Respuestas a la violencia

Respecto a la violencia cometida contra las mujeres, el Comité CEDAW pidió al Estado mexicano responder sobre los avances y retrocesos en el caso de las mujeres Atenco, sobre tortura sexual contra 11 mujeres que mantienen una denuncia por la violencia y falta de justicia que han vivido durante 11 años, desde que el 3 y 4 de mayo de 2006 fueron víctimas de violación por policías municipales, estatales y federales en Atenco y Texcoco, estado de México.

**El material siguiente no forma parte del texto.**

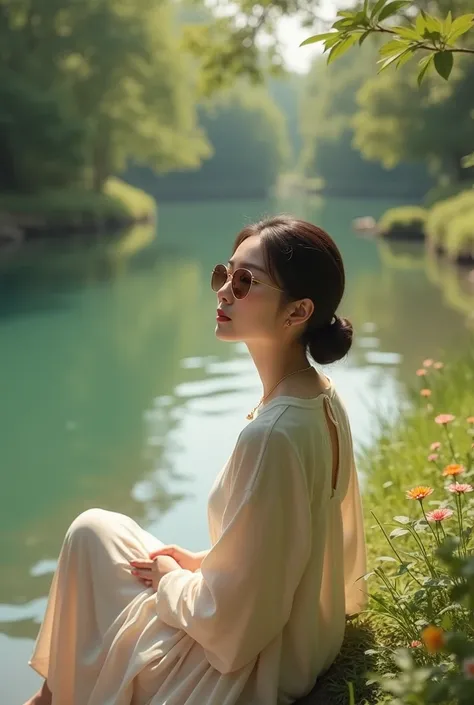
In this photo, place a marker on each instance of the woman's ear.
(301, 311)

En noviembre de 2017 la Corte Interamericana de Derechos Humanos, que analiza el caso para dictar una posible sentencia condenatoria contra el Estado, llamó a las 11 denunciantes para escucha su testimonio. Ahora se espera que en 2018 el organismo interamericano emita una resolución sobre el caso y sobre la posible reparación del daño.

Otro ámbito que la CEDAW abordó en 2012 y en el que México resultará rezagado, fue la erradicación de la violencia en el ámbito educativo ya que, de acuerdo al análisis de la Cátedra UNESCO, sólo18.75 por ciento de las entidades federativas del país cuentan con un protocolo para la detección y denuncia de esta violencia.

El gobierno mexicano se ha caracterizado por dejar en segundo plano el cumplimento de la CEDAW, lo que se ve reflejado en el retraso con el que informa sobre el cumplimento de las recomendaciones. Hace 10 años que entrega informes al Comité evaluador con retrasos de hasta cuatro años. Por ejemplo, la séptima evaluación la debió presentar en 2006 pero la envió hasta 2010 junto con el octavo informe.

Además, denunció en entrevista con CIMAC Noticas la coordinadora de la Cátedra UNESCO, Gloria Ramírez Hernández, el gobierno mexicano no tiene mecanismos ni políticas públicas de seguimiento a las recomendaciones recibidas por la CEDAW pues se interesa en ellas “exclusivamente cuando tiene que entregar informes y sólo para cumplir con el compromiso internacional”.

Desde que México suscribió esta convención, en 1981, y hasta la fecha, el Comité ha emitido 132 recomendaciones al Estado mexicano, quien cada cuatro años tiene la obligación de comunicar qué acciones realiza para subsanar las observaciones.